Se encontraron como profesionales cuando José llegó al Movistar. Se encontró a Jesús empapado en la misma ilusión que él tenía en Viña Magna, pero obligado, sin querer, a crecer más deprisa, sin los peldaños que subió José hasta llegar al World Tour.
Por eso, desde un principio, aunque su calendario se separó los primeros años, José se esforzó en enseñarle a Jesús a no tener prisa, a no enfadarse cada vez que no daba con el punto de forma que quería. En cada entrenamiento le explicó que, cada año, el tiempo, le ofrecería una pequeña recompensa, tal y como Lastras le explicó a él. Y que, como muchos en Movistar, Jesús también sería un gran líder, como lo eran aquellos para los que tenían que trabajar en aquel momento.
Por eso, tras varios años en Movistar, los dos hermanos tomaron una decisión conjunta. Era el momento de que Jesús asumiera galones de líder. De abandonar un equipo en el que, poco a poco, el acomodo podía frenar la trayectoria del hermano menor. José no dudó en seguirle. En acompañarle en esta nueva etapa. En estampar una firma doble en el contrato que les ofreció Yvon Sanquer, el Mánager del Cofidis.
Firmaron un contrato en el que Ivon les ofreció oportunidades de liderazgo para Jesús, de disputar cualquier prueba del calendario con un equipo a su favor. José, a cambio, trabajaría no sólo para su hermano, sino que también desempeñaría labores de veterano. Profesor de los más jóvenes.
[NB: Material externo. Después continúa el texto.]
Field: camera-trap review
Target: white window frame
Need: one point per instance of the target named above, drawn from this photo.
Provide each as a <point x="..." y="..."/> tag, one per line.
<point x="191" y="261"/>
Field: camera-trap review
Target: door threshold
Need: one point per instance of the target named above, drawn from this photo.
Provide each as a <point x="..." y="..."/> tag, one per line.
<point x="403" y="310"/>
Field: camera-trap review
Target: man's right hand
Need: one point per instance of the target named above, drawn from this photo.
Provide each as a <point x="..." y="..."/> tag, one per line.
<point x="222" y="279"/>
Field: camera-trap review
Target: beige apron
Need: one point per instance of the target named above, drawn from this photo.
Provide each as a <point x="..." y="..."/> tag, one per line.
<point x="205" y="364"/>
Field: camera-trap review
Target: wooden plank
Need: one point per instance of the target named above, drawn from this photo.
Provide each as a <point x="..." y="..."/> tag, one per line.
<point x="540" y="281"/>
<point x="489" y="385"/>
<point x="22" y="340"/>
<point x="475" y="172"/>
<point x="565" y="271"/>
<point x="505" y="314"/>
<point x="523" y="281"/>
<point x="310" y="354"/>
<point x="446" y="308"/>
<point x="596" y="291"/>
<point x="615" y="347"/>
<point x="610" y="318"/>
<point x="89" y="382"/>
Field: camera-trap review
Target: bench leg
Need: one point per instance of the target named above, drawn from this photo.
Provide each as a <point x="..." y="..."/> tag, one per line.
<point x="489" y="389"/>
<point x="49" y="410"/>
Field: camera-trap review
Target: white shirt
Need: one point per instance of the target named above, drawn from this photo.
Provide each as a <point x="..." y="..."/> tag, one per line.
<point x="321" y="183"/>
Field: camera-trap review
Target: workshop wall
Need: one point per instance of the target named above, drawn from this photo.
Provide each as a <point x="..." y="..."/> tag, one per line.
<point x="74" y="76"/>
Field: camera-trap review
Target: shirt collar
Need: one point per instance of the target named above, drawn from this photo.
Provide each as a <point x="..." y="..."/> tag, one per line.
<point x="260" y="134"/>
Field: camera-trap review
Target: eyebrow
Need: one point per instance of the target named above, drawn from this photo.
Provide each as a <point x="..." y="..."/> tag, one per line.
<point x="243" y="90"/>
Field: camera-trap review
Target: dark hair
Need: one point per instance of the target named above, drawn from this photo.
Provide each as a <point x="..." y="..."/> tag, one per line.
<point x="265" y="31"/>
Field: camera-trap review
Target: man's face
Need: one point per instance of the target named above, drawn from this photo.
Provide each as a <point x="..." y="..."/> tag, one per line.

Fue una decisión arriesgada, pero que, en un solo día, abarcó todo su significado. Ocurrió camino Mañón, en la duodécima etapa de la pasada Vuelta a España. La semana previa, el esprínter de su equipo, Nacer Bouhanni, liberó de presión al resto de compañeros ganando una etapa. Esa misma semana, José le dijo a su hermano que no se centrara en la clasificación general, que fuera cediendo algunos minutos porque, en la segunda semana, ninguno de los grandes equipos estaría dispuesto a desgastar a sus hombres defendiendo tan pronto un liderato. Que, seguramente, dejarían llegar una fuga numerosa donde uno de sus integrantes, vestiría de rojo unos días.
Jesús escuchó a su hermano. Por eso, cuando José llegó a meta aquel día, casi un cuarto de hora después, y vio a su hermano rodeado de periodistas, no pudo evitar llorar de pura emoción. Sincera. Quizás, la más bonita que pudiera imaginar. Era su hermano pequeño.
Quizás no lo sepa Jesús, pero, cada día, cada entrenamiento, verle mejorar supone una motivación para él. Le inyecta en ganas de seguir sacrificándose, de querer seguir al lado de su hermano pequeño viéndole alcanzar la progresión que siempre le había vaticinado. La mejor terapia para poder superar al enemigo menos piadoso del ciclista. El paso del tiempo. Seguir potenciando un lazo tan fuerte que puede, incluso, privarle de momentos tan necesarios como el que está viviendo de nuevo, frente a la puerta de esa habitación.
“La vas a despertar, José", le susurran de nuevo. Él asiente, pero no cerrará sin observar de nuevo a su pequeña Leire. Duerme tranquila, dibujada en una suave sonrisa. Como si adivinara que su padre sigue haciendo las cosas bien. En favor de su tío Jesús. Sacrificios de sangre.